Angular velocity \(\omega _{1}\) estimation errors obtained from: the forward Euler method (dashed line) and the simulation-based method (solid line)

The observed correlation between the errors of both methods results from the fact that the two estimators were tested for the same set of 500 trajectories.
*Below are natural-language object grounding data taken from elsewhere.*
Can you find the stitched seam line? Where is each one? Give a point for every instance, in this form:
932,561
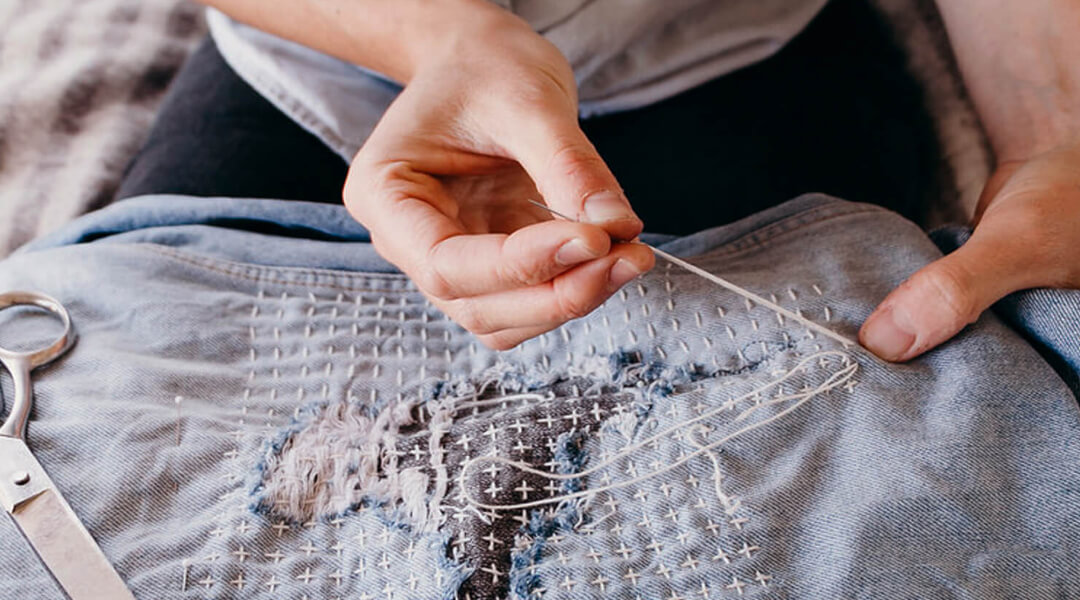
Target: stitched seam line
756,239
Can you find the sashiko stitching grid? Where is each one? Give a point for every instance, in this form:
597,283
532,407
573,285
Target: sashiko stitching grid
324,500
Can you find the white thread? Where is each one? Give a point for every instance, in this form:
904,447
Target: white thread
752,297
835,380
747,295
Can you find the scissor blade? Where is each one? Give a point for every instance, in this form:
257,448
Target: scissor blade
67,549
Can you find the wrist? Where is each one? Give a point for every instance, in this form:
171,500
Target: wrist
423,36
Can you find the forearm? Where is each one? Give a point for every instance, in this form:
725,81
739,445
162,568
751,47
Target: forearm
1021,62
392,37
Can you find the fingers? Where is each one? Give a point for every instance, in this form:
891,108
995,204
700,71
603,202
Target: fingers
569,173
939,300
476,264
505,318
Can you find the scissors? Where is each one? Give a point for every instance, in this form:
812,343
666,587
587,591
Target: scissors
29,495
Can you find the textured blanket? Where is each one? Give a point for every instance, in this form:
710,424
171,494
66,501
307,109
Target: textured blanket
80,81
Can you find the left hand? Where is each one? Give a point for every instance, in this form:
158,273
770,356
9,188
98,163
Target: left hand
1027,234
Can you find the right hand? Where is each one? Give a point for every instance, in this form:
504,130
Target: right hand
443,181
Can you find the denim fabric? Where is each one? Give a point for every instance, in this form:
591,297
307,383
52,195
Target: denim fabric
217,136
624,53
1048,318
328,414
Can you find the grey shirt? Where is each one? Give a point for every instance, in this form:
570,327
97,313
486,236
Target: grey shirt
624,53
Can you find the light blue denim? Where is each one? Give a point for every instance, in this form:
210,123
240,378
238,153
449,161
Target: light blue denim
624,54
954,476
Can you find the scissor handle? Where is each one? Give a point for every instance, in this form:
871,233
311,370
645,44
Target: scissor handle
19,364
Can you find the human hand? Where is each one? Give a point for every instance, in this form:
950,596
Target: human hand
444,180
1027,234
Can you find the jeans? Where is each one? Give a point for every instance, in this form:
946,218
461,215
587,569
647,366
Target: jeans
259,407
791,124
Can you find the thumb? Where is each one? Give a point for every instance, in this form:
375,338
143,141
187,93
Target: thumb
570,175
939,300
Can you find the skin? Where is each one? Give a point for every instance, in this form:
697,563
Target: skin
488,120
1021,62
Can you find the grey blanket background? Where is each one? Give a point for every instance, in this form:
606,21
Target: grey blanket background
80,81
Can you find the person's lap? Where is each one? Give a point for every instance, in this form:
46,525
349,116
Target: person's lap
834,112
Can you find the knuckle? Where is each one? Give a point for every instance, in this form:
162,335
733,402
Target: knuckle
517,273
571,303
499,342
431,281
469,315
947,285
576,160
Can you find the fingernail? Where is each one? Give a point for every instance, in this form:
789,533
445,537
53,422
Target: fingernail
621,273
606,206
887,336
572,253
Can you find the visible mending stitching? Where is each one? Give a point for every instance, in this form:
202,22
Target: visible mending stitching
547,526
835,380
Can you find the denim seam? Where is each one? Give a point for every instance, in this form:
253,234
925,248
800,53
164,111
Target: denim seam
266,274
775,231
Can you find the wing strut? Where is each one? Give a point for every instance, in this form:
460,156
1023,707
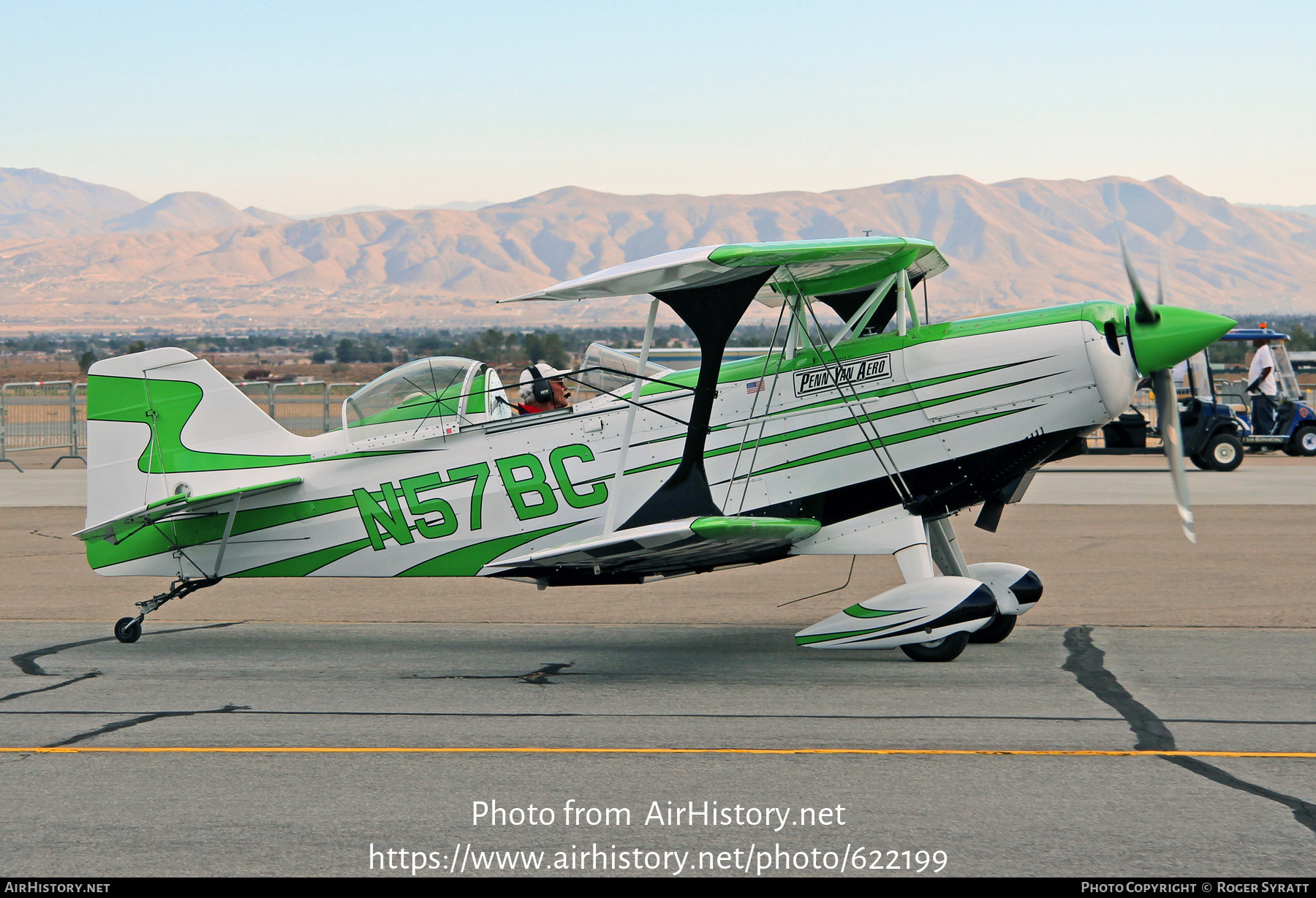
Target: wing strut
893,472
712,312
611,519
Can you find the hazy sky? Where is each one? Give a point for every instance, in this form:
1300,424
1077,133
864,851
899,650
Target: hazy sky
311,107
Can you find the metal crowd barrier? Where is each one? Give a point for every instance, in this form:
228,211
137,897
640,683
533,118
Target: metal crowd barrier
42,415
53,414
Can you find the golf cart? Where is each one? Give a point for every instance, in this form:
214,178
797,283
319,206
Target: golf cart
1296,422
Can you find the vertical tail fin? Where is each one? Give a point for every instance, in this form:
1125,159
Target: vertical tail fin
156,418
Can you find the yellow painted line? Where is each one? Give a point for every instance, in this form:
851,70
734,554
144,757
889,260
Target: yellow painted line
532,750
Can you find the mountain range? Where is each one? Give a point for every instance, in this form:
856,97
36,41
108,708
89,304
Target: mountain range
79,256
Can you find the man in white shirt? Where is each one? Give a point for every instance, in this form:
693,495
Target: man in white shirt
1261,385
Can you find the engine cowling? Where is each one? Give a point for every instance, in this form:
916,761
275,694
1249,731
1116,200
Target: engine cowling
1015,587
921,611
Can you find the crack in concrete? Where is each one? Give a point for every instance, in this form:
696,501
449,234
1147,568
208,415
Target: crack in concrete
46,689
536,677
26,661
1087,664
145,718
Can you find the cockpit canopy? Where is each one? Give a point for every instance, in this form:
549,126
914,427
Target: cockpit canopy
441,391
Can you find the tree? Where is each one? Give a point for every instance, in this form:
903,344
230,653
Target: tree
533,347
556,353
493,343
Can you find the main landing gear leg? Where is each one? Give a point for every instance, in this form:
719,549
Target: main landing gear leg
950,561
129,630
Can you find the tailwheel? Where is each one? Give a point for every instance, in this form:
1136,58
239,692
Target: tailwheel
997,630
941,649
128,630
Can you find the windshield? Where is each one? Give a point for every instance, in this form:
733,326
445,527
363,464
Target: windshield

Based on the presented example we can conclude that the estimation errors for the simulation-based approach are smaller than the errors gained with the forward Euler method. Clearly, the resulting difference in performance depends on the process under estimation and the sampling period T. Nevertheless, the estimates for the angular velocity are almost the same for both methods. This is because the velocities were modeled as the Wiener processes, for which better prediction has no effect.

6 Conclusions

To draw a general conclusion about the performance quality of both methods, an analytic method for determining bounds on the errors is needed. For the Euler method, the one-step local error is of the order \(O(T^2)\). Thus, for example, a two times smaller sampling period leads to a four times smaller prediction error, approximately. Whereas in the simulation-based method the local error can be made arbitrary small, depending on the chosen integration step, which can be much smaller than T. With proper optimization using adaptive methods of integration of ordinary differential equations (eg. ODE23, ODE45), the increase in the computational cost of the simulation-based method need not to be high. Moreover, the simulation-based method yields an additional degree of freedom. By choosing a method of integration and its parameters one can trade-off between better estimation performance and lower computational costs.